Kansas City 'Redlining' Conversation Coming Soon Plaza Public Library

Once again we're repeat our offer to dig up zombie J.C. Nichols and kill him again.

In the meantime, in an apropos location, here's an upcoming talk about Kansas City history that deserves a look . . .

A century ago, the tool was blatant redlining. Today, the mechanics of anti-Black housing segregation entail resistance to affordable housing, underinvestment in public transportation, and the over-policing of African American communities.
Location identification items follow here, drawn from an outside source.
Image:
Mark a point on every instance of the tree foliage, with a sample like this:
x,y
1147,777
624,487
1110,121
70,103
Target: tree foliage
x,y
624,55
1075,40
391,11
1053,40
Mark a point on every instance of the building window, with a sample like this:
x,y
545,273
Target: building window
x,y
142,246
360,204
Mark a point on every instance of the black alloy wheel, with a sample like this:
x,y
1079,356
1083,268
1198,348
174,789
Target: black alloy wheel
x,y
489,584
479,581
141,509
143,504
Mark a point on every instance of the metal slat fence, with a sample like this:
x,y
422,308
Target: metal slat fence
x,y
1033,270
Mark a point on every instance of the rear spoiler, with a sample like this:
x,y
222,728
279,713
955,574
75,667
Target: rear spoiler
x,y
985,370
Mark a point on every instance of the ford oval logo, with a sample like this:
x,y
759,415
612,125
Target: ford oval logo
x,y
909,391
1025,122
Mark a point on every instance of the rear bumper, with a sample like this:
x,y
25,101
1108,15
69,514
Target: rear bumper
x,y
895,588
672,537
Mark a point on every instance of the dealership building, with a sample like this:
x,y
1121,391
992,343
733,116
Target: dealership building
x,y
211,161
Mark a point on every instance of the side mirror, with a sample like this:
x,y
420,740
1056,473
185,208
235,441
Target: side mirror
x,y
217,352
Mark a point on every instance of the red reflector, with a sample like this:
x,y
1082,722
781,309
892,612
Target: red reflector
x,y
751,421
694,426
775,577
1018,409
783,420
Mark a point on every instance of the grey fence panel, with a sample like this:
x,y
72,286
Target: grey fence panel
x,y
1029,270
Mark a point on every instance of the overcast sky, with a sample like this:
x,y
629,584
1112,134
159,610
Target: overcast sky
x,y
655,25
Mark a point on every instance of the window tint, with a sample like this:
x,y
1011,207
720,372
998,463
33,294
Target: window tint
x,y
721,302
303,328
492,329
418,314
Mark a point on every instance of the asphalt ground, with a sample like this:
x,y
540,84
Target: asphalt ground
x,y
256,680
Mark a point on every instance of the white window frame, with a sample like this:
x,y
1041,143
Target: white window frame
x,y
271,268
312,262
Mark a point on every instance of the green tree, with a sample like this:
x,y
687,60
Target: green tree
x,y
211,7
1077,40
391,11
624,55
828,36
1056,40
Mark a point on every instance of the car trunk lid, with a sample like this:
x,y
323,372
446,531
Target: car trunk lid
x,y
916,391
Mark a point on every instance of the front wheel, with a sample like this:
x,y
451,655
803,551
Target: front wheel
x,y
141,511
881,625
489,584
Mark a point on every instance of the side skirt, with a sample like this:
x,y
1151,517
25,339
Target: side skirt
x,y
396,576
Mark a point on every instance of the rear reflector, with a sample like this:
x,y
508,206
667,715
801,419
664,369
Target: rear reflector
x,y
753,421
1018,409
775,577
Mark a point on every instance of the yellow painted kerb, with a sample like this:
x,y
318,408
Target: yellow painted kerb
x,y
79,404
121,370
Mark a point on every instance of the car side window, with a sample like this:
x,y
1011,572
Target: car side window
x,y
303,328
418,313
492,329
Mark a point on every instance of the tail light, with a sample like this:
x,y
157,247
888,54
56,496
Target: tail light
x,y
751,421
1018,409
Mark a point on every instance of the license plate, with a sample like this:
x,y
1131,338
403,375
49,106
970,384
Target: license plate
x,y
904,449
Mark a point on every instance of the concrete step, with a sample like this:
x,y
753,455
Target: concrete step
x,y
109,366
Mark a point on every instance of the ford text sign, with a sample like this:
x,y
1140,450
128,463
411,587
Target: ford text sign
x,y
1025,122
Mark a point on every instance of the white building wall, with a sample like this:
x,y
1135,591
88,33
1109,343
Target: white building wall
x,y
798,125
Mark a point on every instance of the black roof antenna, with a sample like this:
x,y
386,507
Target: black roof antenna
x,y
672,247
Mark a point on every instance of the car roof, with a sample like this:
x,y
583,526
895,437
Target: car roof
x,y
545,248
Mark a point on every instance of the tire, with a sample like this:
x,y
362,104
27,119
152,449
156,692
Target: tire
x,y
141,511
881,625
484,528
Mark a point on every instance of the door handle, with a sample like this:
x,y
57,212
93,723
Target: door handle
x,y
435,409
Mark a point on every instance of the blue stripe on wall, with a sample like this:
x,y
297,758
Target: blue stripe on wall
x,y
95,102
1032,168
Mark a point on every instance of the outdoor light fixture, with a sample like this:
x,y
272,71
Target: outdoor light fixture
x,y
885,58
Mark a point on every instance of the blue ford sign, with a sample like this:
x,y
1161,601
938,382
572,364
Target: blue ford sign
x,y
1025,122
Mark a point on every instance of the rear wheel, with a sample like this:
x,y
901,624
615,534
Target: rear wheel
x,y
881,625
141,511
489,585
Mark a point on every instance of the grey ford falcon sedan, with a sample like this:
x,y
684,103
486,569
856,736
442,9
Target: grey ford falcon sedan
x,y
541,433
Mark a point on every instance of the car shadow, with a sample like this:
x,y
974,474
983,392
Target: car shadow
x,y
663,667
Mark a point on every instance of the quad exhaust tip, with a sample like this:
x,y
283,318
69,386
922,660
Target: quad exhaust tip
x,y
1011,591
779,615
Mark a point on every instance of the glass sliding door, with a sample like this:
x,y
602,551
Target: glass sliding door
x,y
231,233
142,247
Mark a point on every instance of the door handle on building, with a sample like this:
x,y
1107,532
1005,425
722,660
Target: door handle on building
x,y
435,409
Those practices have rendered geographic lines “that divide America into racialized spaces of high and low opportunity,” Georgetown University’s Sheryll Cashin says. She calls it residential caste, a social and economic stratification cemented by discriminatory policies that trap Black people in impoverished neighborhoods while diverting funding to affluent, predom­in­antly white areas.

Cashin, the Carmack Waterhouse Professor of Law, Civil Rights, and Social Justice at Georgetown University and a former law clerk to the late Supreme Court Justice Thurgood Marshall, examines how our country got here and what it will take to end these corrosive exclusionary practices in a discussion drawing from her book White Space, Black Hood: Opportunity Hoarding and Segregation in the Age of Inequality.

The event coincides with a special exhibition, REDLINED: Cities, Suburbs, and Segregation, on display at the Johnson County Museum in Overland Park through January 7, 2023.

Read more via www.TonysKansasCity.com link . . .

Segregation, Redlining, and Opportunity Hoarding: A Case for Reform

In a discussion drawing from her book White Space, Black Hood: Opportunity Hoarding and Segregation in the Age of Inequality, Georgetown University law professor Sheryll Cashin examines what she calls America's system of modern-day residential caste - geographic lines cemented by discriminatory practices "that divide America into racialized spaces of high and low opportunity."